Una vez los carnavales de La Habana se hicieron en noviembre a contrapelo de aquellos carnavales tradicionales de invierno en febrero arribando a marzo en el Paseo del Prado o los posteriores de verano en pleno julio o agosto en el Malecón. Los nortes hicieron de las suyas en un Malecón mojado y nunca más se hicieron en noviembre, fue una sola vez.

Lo que sí se hizo siempre, al menos en la memoria de nuestros tatarabuelos, fue la ceremonia tradicional de las vueltas a la ceiba, consagrada con el Templete que el capitán general español Francisco Dionisio Vives inaugurara en 1827. Se cuenta que las muchachas señoritas y casamenteras estaban desde la víspera del día 16, durante veinticuatro horas mudas, sin decir palabra pensando en “el príncipe azul” amado conque soñaban desposarse, se lo pedían al árbol mágico en aquellas vueltas a su alrededor y el deseo se les cumplía.

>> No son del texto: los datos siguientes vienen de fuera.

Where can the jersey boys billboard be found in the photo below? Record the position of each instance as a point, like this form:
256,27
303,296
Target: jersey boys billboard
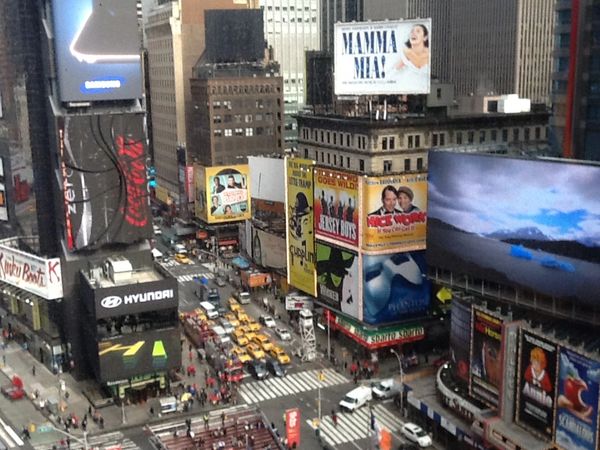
394,212
97,45
336,200
391,57
299,216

Se dice también que junto a aquél frondoso árbol se ofició la primera misa en el tercer sitio dispuesto para la villa de San Cristóbal de La Habana junto al puerto que Sebastián de Ocampo había llamado de Carenas durante su bojeo a la isla en 1508-1509.

De tanto decir se dice que Habana es un vocablo en lengua aruaca y que el patronímico de San Cristóbal fue en homenaje a Cristóbal Colón que nunca la visitó. Recuerda La Habana al cacique Habaguanex y la mítica Casiguaguas que se ahogó con su prole de seis hijos en las aguas de aquél profundo río antes de someterse a los recién llegados con espadas, escudos y caballos.

Se cuenta y pueden creerlo, que se fundó tres veces como villa. Fue primero una villa primaveral fundada entre abril y mayo de 1514 en algún punto de la costa sur del occidente cubano: la desembocadura del río San Cristóbal, el puerto de Batabanó, la desembocadura del río Mayabeque, la ensenada de la Broa…

Fue mudada para el río Casiguaguas alguna vez entre 1516 o 17, quizá en Paso Seco, Puentes Grandes o en su desembocadura. Y lo del puerto de Carenas no se precisa el año, tal vez en 1519, o en el 20 o hasta posiblemente en el 23, pero fue, ciertamente en algún momento que hemos convenido contar que fue en el 19 y allí se desarrolló hasta hacerse real y maravillosa y Patrimonio Cultural de la Humanidad.

Si se siguen contando cuentos les diré que es un cuento aquello de que no existen los habaneros, de que todos aquí somos inmigrantes. Es cosmópoli la ciudad pero el 75% de los que la habitamos nacimos en ella y somos portadores de su cultura y arrastramos tras de nos a la otra cuarta parte que no nació en ella pero que se naturalizó habanera y eso la hace distinta a otras ciudades cubanas. Es muy diversa en todo y peculiares sus hábitos, costumbres y tradiciones.

Nadie puede desprenderse de ella ni el que nació ni el que llegó, ni tampoco el que emigró hacia otros horizontes. La Habana y la habaneridad es algo del subconsciente, está en la forma de hablar, de gesticular, de reírse, de caminar, en los chistes, en la forma de cantar y de interpretar la música, está en una filosofía callejera urbana distinta a cualquier otra, está en la necesidad de su existencia misma. Parafraseando a Fayad Jamiz, –y hablamos de decir– de no existir La Habana, cualquiera de nosotros lo hubiéramos inventado.